Des manifestants se sont rassemblés devant l’Assemblée générale à Raleigh, mercredi, pour faire valoir les droits des personnes transgenres.
Photo: Ben McKeown Associated Press Des manifestants se sont rassemblés devant l’Assemblée générale à Raleigh, mercredi, pour faire valoir les droits des personnes transgenres.

Malgré les nombreux boycottages et critiques émanant depuis des mois de tous les États-Unis, la Caroline du Nord n’a pas abrogé mercredi une loi controversée obligeant les personnes transgenres à utiliser les toilettes correspondant à leur sexe à la naissance.

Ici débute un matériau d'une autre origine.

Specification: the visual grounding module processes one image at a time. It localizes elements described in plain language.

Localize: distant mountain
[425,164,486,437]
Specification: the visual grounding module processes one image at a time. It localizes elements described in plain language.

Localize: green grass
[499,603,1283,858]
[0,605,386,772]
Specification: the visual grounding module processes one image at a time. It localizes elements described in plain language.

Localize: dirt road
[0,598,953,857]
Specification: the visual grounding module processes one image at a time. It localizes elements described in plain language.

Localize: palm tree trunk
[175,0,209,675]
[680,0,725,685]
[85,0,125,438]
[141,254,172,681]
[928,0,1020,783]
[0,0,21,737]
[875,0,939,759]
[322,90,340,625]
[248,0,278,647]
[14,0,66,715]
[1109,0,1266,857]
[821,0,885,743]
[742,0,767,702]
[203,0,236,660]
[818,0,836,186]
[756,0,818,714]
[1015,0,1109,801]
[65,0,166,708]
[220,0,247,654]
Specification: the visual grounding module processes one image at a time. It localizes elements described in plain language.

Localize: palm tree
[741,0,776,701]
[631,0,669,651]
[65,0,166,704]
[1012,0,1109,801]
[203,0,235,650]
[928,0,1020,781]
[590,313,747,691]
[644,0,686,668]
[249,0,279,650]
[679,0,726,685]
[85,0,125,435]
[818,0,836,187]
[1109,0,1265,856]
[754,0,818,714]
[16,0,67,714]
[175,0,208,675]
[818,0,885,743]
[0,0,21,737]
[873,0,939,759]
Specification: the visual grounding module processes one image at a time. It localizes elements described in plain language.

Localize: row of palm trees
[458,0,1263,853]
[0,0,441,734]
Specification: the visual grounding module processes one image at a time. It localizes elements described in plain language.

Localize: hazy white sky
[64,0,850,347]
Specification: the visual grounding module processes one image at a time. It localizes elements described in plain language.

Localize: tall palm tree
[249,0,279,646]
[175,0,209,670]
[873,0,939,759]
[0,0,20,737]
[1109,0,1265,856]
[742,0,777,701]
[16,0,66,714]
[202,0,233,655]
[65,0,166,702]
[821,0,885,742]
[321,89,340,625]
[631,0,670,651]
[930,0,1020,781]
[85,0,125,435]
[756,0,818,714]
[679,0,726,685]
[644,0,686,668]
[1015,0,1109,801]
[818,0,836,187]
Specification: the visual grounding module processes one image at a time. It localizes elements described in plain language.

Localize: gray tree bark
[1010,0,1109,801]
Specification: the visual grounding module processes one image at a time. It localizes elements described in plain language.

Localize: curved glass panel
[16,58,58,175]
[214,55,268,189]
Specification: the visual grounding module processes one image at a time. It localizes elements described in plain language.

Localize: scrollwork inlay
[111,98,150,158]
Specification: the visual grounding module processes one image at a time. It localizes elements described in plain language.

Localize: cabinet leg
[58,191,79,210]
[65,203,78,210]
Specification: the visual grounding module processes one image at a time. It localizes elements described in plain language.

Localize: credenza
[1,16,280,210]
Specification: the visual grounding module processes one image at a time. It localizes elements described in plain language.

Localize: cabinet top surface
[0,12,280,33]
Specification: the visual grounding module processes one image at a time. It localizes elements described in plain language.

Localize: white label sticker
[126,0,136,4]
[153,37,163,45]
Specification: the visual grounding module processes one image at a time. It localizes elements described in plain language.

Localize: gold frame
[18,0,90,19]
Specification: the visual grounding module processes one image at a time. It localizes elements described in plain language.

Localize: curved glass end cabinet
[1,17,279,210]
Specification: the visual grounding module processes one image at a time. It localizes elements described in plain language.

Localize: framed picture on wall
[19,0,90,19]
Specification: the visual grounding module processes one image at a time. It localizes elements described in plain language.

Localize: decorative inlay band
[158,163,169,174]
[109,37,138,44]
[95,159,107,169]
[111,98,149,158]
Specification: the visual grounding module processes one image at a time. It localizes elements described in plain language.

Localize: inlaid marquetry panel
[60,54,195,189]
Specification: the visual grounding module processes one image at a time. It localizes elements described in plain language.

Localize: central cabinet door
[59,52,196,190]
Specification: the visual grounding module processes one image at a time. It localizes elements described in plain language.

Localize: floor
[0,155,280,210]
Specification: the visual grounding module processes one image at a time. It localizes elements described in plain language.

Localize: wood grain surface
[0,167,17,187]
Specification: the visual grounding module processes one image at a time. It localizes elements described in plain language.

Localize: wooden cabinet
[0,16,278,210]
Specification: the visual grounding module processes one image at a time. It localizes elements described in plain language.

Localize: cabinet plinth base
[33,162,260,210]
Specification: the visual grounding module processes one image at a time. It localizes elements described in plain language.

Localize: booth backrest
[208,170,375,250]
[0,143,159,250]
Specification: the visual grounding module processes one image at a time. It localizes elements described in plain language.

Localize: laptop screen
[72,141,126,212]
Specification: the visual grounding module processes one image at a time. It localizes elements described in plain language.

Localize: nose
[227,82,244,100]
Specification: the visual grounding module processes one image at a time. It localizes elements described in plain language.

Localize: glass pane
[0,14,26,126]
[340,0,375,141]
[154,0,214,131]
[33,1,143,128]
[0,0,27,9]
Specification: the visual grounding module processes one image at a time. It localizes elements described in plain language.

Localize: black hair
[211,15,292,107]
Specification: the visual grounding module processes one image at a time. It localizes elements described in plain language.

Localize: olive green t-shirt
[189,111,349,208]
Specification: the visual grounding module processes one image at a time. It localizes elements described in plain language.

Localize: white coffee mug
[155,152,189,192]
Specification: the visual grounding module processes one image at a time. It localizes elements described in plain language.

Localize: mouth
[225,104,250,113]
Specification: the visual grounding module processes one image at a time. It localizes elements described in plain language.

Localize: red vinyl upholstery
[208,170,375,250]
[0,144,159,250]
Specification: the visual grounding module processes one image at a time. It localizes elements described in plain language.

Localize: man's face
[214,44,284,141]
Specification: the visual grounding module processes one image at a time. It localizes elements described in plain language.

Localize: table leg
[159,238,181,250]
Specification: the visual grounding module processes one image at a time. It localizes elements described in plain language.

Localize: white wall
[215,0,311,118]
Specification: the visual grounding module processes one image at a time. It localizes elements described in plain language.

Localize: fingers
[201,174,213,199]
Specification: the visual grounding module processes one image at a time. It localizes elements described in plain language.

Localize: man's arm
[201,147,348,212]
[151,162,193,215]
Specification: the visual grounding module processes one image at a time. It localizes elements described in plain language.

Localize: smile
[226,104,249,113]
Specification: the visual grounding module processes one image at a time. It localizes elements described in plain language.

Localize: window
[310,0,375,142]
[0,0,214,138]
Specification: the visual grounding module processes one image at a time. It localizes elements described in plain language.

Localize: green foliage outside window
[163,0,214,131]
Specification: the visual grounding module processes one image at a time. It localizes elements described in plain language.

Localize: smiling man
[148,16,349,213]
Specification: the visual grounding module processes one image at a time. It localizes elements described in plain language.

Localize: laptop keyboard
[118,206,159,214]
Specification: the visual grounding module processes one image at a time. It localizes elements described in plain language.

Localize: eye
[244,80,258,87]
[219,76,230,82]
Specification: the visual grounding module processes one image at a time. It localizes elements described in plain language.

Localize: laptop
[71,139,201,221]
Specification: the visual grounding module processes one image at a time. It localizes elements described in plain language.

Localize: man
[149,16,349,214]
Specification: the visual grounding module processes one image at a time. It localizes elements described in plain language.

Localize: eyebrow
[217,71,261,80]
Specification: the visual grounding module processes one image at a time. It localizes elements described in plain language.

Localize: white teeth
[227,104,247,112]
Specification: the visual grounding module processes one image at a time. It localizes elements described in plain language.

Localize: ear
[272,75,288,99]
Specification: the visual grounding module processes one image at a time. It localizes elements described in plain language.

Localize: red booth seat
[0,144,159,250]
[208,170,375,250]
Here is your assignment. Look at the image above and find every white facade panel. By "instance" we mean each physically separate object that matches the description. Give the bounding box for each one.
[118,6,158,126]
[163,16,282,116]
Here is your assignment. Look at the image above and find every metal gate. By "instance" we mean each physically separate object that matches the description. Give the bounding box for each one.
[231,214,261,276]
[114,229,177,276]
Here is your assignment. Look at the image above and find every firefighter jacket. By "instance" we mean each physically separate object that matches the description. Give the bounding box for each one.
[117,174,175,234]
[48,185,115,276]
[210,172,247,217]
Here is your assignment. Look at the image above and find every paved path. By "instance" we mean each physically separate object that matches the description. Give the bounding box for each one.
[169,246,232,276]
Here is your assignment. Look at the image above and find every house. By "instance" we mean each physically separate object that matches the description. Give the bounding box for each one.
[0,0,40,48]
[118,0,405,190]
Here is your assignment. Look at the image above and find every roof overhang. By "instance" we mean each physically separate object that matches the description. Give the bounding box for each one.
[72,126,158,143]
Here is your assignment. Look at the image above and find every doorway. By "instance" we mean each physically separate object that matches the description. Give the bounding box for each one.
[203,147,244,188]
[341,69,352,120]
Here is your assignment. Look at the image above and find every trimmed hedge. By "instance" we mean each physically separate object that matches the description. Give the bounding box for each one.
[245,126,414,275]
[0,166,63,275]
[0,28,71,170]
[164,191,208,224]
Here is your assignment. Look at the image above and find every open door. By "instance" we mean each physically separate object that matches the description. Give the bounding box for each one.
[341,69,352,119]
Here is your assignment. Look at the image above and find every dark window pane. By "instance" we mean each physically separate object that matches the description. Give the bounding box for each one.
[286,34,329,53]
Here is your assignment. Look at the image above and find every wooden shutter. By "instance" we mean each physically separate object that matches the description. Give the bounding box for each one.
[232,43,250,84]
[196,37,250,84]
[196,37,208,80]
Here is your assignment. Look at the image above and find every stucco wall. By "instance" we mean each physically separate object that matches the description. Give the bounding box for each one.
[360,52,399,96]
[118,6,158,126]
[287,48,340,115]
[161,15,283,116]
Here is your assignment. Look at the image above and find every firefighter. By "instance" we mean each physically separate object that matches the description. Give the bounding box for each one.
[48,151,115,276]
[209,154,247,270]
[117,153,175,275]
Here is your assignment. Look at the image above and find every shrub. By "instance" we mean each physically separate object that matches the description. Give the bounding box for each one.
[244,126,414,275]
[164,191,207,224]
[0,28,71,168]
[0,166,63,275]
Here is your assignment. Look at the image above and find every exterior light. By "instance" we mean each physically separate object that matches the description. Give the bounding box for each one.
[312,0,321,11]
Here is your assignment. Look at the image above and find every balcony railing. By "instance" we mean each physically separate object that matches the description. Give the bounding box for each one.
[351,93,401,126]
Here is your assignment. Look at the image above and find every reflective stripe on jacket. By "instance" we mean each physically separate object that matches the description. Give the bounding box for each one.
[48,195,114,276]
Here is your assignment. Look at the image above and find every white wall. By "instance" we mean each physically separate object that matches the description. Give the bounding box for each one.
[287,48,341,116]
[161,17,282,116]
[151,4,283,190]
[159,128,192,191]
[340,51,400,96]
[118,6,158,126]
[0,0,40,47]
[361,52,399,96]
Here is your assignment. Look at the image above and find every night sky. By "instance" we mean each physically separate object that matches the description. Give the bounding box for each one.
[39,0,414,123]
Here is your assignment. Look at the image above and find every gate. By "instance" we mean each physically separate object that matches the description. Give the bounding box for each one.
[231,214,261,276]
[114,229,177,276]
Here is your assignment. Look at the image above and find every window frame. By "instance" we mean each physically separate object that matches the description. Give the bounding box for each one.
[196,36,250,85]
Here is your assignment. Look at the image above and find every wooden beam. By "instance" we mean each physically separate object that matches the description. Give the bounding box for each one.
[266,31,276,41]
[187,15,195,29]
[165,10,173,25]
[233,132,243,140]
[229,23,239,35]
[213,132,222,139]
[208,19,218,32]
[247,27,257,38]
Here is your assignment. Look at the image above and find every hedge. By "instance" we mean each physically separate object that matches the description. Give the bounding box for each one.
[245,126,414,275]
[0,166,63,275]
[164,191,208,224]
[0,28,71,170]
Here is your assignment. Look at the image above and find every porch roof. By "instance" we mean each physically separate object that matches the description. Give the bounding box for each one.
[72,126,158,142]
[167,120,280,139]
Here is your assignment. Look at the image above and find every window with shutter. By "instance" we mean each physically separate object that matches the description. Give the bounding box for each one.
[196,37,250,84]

« Non à la haine dans mon État », pouvait-on lire sur l’une des pancartes brandies par les manifestants qui s’étaient rassemblés dès le début de matinée devant l’Assemblée générale à Raleigh, capitale de cet État du sud-est américain.

À l’intérieur, les parlementaires ont débattu pendant plusieurs heures à huis clos sur l’abrogation de cette loi introduite en mars et obligeant les personnes transgenres à utiliser, dans les bâtiments administratifs et les écoles, les toilettes correspondant à leur sexe à la naissance et non à celui auquel elles s’identifient.

Vote reporté

En vain. En fin de journée, l’Assemblée a finalement reporté la séance extraordinaire de vote sine die.

« J’espère que nous pourrons travailler ensemble pour parvenir à une décision, car nous ne pouvons pas nous permettre le luxe de continuer à être méprisés par le reste du pays », s’est lamenté le sénateur démocrate Floyd McKissick.

Extrêmement délicat, ce dossier agite la Caroline du Nord depuis des mois. La « bataille des toilettes » a d’ailleurs fortement pesé sur les élections locales, qui ont vu le gouverneur républicain sortant, soutenant la loi, s’incliner le 8 novembre devant un démocrate qui l’avait vigoureusement dénoncé.

Concernant une infime minorité mais fortement symbolique, elle a été jugée discriminatoire par de nombreuses personnalités.

Soutien

Bruce Springsteen, Cindy Lauper ou encore le Cirque du Soleil ont annulé des représentations dans l’État, tandis que de grandes institutions sportives, comme la NBA, ont préféré organiser ailleurs leurs rencontres prestigieuses. Le groupe PayPal a, lui, renoncé à un projet d’investissement, et une centaine de dirigeants de grandes entreprises, dont Apple, Bank of America ou Facebook, ont écrit au gouverneur sortant pour protester.

Après les élections, démocrates et républicains étaient finalement parvenus à un accord pour voter l’abrogation de la loi, en échange de l’annulation d’une norme municipale de la Ville de Charlotte, qui luttait au contraire contre les discriminations.